Re: PD Performance against VV Performance
Posted: Tue Sep 02, 2014 4:58 am
by slink
I understand you can't do like for like comparisons with FE & BE but I am confused with how my 3PAR is graphing total IOPS at the backend way beyond what I would expect.
I have a 4-node 7400 with 160 10K FC drives in it and the PD IOPS are showing as topping out to 500 IOPS when running a 4K 100% random read IOmeter test with latency on the frontend <4ms.
The other confusing thing is when it graphs IOPS like this:
This is a 4K 100% random 50/50 r/w test. This is a Physical Disk chart with the red line being reads, blue is writes, the top light blue is the total IOPS. This is just weird because those drives are not capable of doing >50000 random IOPS, the host doing the test is reporting average latencies of ~5ms and IOPS of ~25,000 split 50/50 r/w so it is more like the red OR the blue line is the total IOPS. I would expect to see those red and blue lines closer to the 10,000 IOPS line and the light blue line around where the red and blue are currently sitting. Why does the 3PAR report IOPS like this? 50,000 IOPS on a random read/write test with 160x10K spinning disk? No way.

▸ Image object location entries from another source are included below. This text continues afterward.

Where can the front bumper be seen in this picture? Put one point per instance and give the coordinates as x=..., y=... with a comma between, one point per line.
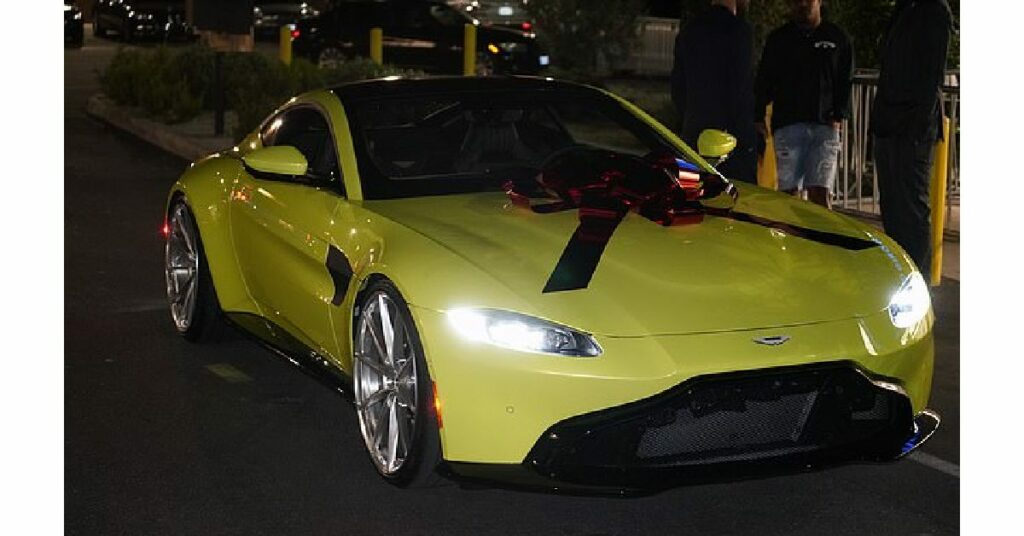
x=728, y=423
x=499, y=403
x=631, y=480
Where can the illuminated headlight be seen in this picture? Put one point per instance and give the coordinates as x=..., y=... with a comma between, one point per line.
x=910, y=302
x=515, y=331
x=504, y=47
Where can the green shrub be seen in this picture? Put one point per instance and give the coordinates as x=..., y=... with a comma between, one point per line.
x=175, y=85
x=121, y=79
x=580, y=35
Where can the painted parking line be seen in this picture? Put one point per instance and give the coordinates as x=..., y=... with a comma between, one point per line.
x=228, y=373
x=936, y=463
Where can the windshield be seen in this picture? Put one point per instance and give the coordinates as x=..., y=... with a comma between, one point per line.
x=428, y=146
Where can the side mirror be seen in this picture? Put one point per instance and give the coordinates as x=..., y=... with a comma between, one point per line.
x=280, y=160
x=716, y=145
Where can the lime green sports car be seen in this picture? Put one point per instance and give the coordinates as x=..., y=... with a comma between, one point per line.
x=534, y=282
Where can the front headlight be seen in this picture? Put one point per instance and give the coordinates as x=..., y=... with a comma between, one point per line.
x=515, y=331
x=910, y=302
x=503, y=47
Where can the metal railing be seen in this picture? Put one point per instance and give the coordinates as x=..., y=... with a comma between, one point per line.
x=654, y=52
x=857, y=183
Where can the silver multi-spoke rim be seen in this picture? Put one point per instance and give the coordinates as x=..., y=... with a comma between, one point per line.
x=384, y=372
x=181, y=268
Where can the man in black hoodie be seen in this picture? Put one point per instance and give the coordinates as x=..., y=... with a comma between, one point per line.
x=906, y=120
x=712, y=83
x=806, y=72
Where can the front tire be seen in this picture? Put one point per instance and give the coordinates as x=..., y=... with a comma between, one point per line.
x=190, y=294
x=393, y=389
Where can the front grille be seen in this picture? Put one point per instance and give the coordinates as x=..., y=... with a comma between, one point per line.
x=773, y=414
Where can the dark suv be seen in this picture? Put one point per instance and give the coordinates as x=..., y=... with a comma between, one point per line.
x=419, y=34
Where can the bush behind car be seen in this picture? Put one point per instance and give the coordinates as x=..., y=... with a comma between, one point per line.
x=174, y=85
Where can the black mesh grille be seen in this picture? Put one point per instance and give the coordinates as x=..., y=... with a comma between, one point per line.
x=741, y=417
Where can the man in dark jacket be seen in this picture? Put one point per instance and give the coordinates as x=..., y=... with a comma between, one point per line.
x=806, y=72
x=712, y=84
x=906, y=120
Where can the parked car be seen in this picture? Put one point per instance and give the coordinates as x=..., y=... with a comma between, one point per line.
x=507, y=13
x=532, y=281
x=135, y=19
x=269, y=15
x=426, y=35
x=74, y=33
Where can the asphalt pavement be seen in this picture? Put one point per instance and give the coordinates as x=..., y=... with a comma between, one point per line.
x=164, y=437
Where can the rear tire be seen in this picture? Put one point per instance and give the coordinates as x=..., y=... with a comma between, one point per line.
x=190, y=294
x=393, y=390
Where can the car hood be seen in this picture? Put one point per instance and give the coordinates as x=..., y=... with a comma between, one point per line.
x=718, y=275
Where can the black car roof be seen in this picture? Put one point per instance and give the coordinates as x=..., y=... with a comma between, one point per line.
x=449, y=84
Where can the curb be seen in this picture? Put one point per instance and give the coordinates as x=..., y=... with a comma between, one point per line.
x=101, y=108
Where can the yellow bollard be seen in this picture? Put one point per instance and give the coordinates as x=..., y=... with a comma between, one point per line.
x=767, y=168
x=940, y=172
x=377, y=45
x=285, y=50
x=469, y=50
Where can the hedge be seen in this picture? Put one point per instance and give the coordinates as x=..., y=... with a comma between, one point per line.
x=175, y=84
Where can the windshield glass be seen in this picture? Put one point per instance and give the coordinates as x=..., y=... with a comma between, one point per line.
x=453, y=143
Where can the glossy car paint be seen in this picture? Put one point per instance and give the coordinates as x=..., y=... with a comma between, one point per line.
x=666, y=303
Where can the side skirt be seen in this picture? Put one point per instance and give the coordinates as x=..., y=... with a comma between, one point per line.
x=280, y=341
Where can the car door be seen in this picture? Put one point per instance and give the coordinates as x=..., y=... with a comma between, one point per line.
x=283, y=228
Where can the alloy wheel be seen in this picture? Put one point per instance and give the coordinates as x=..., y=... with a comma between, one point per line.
x=385, y=377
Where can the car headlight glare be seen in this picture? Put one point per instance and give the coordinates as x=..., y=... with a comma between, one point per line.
x=910, y=302
x=502, y=47
x=515, y=331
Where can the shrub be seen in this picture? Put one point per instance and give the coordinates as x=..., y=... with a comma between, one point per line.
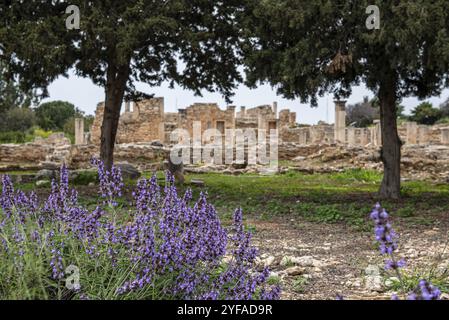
x=163, y=247
x=386, y=237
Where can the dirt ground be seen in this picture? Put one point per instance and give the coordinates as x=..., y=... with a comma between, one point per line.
x=320, y=261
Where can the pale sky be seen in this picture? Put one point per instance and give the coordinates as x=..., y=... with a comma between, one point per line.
x=85, y=95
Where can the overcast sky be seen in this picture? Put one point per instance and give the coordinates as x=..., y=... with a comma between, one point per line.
x=85, y=95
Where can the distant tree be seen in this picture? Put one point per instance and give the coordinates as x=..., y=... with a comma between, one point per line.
x=309, y=48
x=11, y=96
x=425, y=113
x=361, y=114
x=54, y=115
x=192, y=43
x=17, y=119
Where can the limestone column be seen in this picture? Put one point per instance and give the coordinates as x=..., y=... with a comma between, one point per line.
x=412, y=133
x=423, y=134
x=79, y=131
x=364, y=137
x=445, y=135
x=376, y=134
x=351, y=136
x=340, y=121
x=275, y=109
x=303, y=133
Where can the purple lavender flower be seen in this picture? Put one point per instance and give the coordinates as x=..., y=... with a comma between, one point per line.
x=425, y=291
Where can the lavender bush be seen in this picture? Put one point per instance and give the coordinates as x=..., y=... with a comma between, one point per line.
x=161, y=246
x=386, y=237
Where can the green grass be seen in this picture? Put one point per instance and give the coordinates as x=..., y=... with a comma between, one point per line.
x=345, y=197
x=327, y=198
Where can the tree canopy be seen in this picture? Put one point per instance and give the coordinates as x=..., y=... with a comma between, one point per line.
x=425, y=113
x=192, y=43
x=54, y=115
x=309, y=48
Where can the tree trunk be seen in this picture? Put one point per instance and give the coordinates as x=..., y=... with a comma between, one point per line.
x=391, y=143
x=115, y=91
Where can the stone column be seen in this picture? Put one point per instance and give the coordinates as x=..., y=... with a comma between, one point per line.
x=423, y=134
x=412, y=133
x=79, y=131
x=275, y=109
x=364, y=137
x=445, y=135
x=376, y=134
x=340, y=121
x=303, y=133
x=351, y=136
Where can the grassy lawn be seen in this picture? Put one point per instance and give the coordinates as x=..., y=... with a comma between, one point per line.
x=328, y=198
x=345, y=197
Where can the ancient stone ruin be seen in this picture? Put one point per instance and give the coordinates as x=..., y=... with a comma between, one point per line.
x=144, y=139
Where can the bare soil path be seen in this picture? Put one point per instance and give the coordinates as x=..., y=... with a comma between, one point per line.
x=319, y=261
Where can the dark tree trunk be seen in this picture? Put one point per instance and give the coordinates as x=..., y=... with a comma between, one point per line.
x=391, y=143
x=115, y=91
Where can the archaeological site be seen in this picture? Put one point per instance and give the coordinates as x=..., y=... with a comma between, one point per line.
x=143, y=140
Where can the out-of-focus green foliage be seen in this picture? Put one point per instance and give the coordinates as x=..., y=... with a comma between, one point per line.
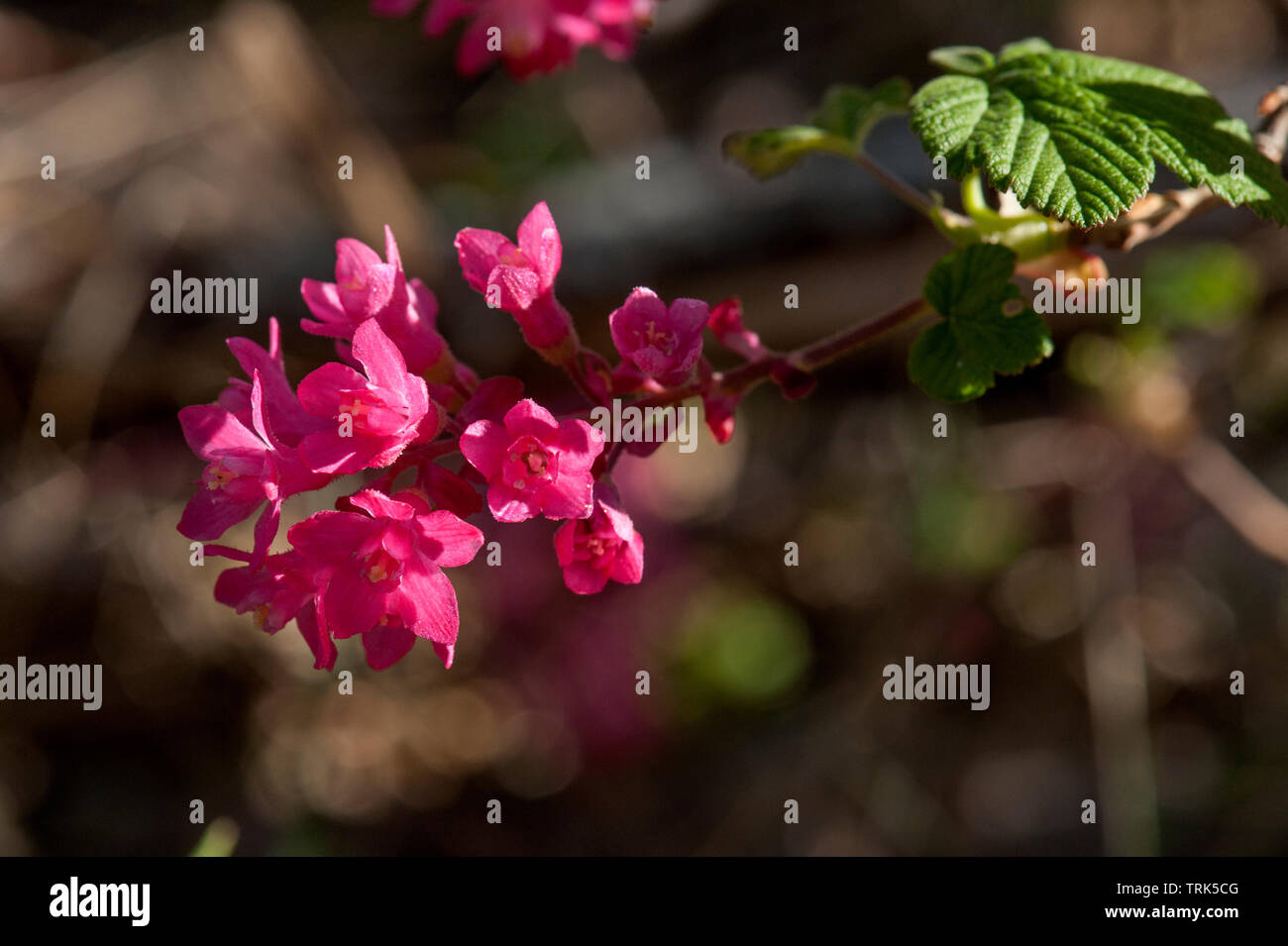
x=737, y=648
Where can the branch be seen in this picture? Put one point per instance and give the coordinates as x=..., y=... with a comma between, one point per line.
x=807, y=360
x=1155, y=214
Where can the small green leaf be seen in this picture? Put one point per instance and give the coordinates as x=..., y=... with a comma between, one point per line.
x=773, y=151
x=967, y=60
x=850, y=112
x=957, y=360
x=1076, y=136
x=838, y=126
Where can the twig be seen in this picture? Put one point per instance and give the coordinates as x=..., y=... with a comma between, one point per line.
x=1158, y=213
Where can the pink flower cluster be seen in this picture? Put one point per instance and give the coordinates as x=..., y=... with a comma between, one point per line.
x=399, y=402
x=531, y=37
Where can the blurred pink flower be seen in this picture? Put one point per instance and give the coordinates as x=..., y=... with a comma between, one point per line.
x=535, y=465
x=288, y=421
x=275, y=593
x=662, y=341
x=535, y=35
x=603, y=547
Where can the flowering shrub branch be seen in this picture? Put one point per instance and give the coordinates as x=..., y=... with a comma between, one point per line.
x=398, y=400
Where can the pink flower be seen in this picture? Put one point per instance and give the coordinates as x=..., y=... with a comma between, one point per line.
x=275, y=593
x=664, y=343
x=535, y=35
x=533, y=464
x=603, y=547
x=246, y=468
x=380, y=573
x=375, y=417
x=520, y=279
x=726, y=326
x=290, y=421
x=368, y=287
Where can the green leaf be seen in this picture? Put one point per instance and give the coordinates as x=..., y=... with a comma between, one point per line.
x=969, y=60
x=957, y=360
x=850, y=112
x=773, y=151
x=1076, y=136
x=838, y=126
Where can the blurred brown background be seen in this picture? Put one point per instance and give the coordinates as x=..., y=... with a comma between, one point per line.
x=1108, y=683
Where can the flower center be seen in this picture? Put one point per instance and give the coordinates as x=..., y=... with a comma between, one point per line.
x=528, y=464
x=380, y=567
x=356, y=409
x=658, y=338
x=218, y=476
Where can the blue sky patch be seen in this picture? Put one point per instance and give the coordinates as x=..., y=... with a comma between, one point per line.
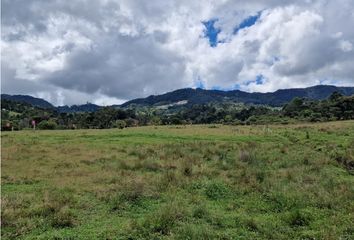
x=234, y=87
x=199, y=83
x=259, y=79
x=211, y=32
x=248, y=22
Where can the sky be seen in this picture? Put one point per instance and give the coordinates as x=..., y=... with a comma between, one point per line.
x=110, y=51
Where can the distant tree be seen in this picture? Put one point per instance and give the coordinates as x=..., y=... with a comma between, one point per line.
x=49, y=125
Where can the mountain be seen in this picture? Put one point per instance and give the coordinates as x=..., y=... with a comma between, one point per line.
x=189, y=96
x=37, y=102
x=277, y=98
x=88, y=107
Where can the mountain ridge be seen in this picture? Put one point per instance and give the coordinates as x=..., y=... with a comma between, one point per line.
x=277, y=98
x=200, y=96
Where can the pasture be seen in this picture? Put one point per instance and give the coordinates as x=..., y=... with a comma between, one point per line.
x=180, y=182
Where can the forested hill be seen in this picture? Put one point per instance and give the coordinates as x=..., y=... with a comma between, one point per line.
x=277, y=98
x=36, y=102
x=189, y=96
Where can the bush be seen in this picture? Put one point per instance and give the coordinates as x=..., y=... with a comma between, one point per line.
x=217, y=190
x=120, y=124
x=47, y=125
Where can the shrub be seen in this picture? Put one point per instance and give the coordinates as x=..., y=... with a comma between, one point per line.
x=298, y=218
x=47, y=125
x=217, y=190
x=120, y=124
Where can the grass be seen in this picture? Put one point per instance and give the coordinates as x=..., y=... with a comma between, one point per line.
x=180, y=182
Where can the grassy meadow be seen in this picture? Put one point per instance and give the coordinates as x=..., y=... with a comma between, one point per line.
x=180, y=182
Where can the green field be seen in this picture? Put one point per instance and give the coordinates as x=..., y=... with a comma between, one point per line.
x=180, y=182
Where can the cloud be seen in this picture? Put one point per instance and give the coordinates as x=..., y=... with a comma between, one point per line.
x=104, y=51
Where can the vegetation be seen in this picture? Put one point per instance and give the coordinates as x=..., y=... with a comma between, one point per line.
x=18, y=115
x=180, y=182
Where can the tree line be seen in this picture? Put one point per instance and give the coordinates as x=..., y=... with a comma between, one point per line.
x=18, y=116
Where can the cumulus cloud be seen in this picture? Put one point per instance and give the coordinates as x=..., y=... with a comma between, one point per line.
x=107, y=51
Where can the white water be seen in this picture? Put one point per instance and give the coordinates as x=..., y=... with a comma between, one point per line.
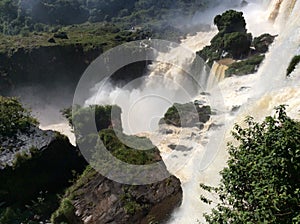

Re: PD Performance against VV Performance
Posted: Wed Sep 03, 2014 4:51 am
by 3ParDude_1
Slink
This is exactly what I started looking at a little while ago, like you I tied up the front end IOP's with what hosts where reporting but the backend seemed very high. I think the key to this is the varying IO size between front and back end, you are probably best off comparing bandwidth since this will account for variance in IO size and you can see if the multiple between the front and backend bandwidth seems reasonable.
Re: PD Performance against VV Performance
Posted: Wed Sep 03, 2014 5:02 am
by slink
OK I will do that and to be honest the VLUN charts for frontend performance are the most useful but I'm just wondering what the 3PAR is doing here, how/why is reporting such high figures for spinning disk in the first place? It makes no sense.